There were no excuses – the Blue Jackets knew their compete level wasn’t where it needed to be two nights ago when they dropped a 4-1 final to Colorado at Nationwide Arena.
The CBJ coaching staff reinforced that message with a hard practice Friday, but the reality is the coaches probably didn’t have to. The push to be better came from the players on the ice; as Mathieu Olivier said Friday after practice, “We handle it like men and we get back tomorrow.”
Columbus did just that, delivering a pretty comprehensive 60-minute performance against the Lightning. Tampa Bay did hold a 2-1 lead for the latter stretches of the first period and early parts of the second, but the Blue Jackets were the better team for most of the night, outshooting the Bolts by a 31-19 margin and having a decisive edge in offensive zone and possession time.

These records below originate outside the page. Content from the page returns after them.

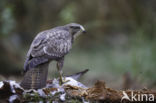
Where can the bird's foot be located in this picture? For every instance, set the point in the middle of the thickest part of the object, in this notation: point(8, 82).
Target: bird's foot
point(63, 80)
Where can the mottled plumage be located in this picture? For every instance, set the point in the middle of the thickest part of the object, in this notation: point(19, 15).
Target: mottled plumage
point(51, 44)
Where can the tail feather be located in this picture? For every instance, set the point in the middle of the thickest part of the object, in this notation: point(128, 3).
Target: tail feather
point(35, 78)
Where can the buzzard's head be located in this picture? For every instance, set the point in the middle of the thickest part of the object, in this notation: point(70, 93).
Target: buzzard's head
point(75, 29)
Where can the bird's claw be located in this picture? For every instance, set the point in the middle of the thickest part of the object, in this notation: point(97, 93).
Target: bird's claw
point(63, 80)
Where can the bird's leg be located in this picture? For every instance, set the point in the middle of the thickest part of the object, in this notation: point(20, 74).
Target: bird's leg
point(59, 67)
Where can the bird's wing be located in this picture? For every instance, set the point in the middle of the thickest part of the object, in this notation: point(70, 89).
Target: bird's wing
point(36, 48)
point(54, 43)
point(59, 44)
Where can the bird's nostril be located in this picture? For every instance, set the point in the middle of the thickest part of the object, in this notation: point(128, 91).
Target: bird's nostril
point(84, 32)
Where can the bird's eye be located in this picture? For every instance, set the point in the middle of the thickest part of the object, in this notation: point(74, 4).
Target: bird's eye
point(75, 27)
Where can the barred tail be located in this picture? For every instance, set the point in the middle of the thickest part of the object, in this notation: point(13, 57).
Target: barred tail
point(35, 78)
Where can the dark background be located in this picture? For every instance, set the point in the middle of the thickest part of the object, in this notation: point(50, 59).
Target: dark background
point(119, 47)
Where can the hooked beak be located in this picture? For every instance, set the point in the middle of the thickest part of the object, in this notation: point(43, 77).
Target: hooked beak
point(83, 30)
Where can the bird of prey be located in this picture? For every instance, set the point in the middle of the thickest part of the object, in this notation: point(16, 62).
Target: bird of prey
point(48, 45)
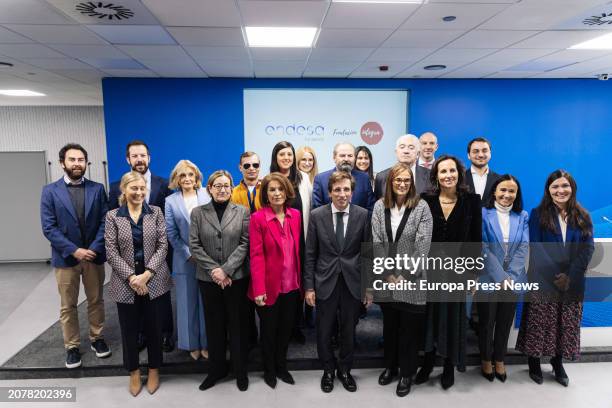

“Honestly, (the players) were looking for it,” head coach Dean Evason said of the team’s better effort. “We did some stuff yesterday to engage them in that or make them aware of it, yeah, but I think they were accountable, which is what you want, right? It’s one thing for coaches to talk and yell and point out things, but it’s another thing for them to understand it and be accountable for what happened. And they did that.”
The Blue Jackets weren’t fazed when the Lightning scored twice in a 3:40 span in the first to take the 2-1 lead, carrying play for large stretches of a second period in which they outshot Tampa by a 14-3 margin. There was another moment where the Blue Jackets could have folded, as it came when a tying goal by Dmitri Voronkov at 11:09 of the frame was wiped out by a Tampa offside challenge.
Columbus could have felt sorry for itself considering it was the third disallowed CBJ goal this season, but the Blue Jackets stuck to the plan and got the tying goal from Damon Severson less than three minutes later.
“We’ve talked about our team’s composure in those situations,” Evason said. “It probably would have been easy for them to say, ‘Oh, again, another negative situation against us,’ or turn negative, but they didn’t. So there’s a lot of leadership qualities within there.”
2. Kirill Marchenko did what great players do with his third-period, game-winning goal.
After Marchenko turned in a 31-goal, 73-point season a year ago, it would be easy to call him a star in the NHL. Now that he’s become the first CBJ player ever to score five times in the first five games, is he starting to reach superstar status?
Marchenko has been dangerous just about every time he’s been on the ice this season, and he delivered a clutch goal again tonight just 1:15 into the third period to break a 2-2 tie. With the Blue Jackets racing up the ice with numbers, Dmitri Voronkov took a pass from Zach Werenski, pulled up at the blue line and hit Marchenko as he entered the zone.
Shielding the puck from the backchecking Gage Goncalves, Marchenko settled the puck on his backhand, switched it to his forehand to evade Brandon Hagel, cut right and fired past goalie Jonas Johansson before he could get set.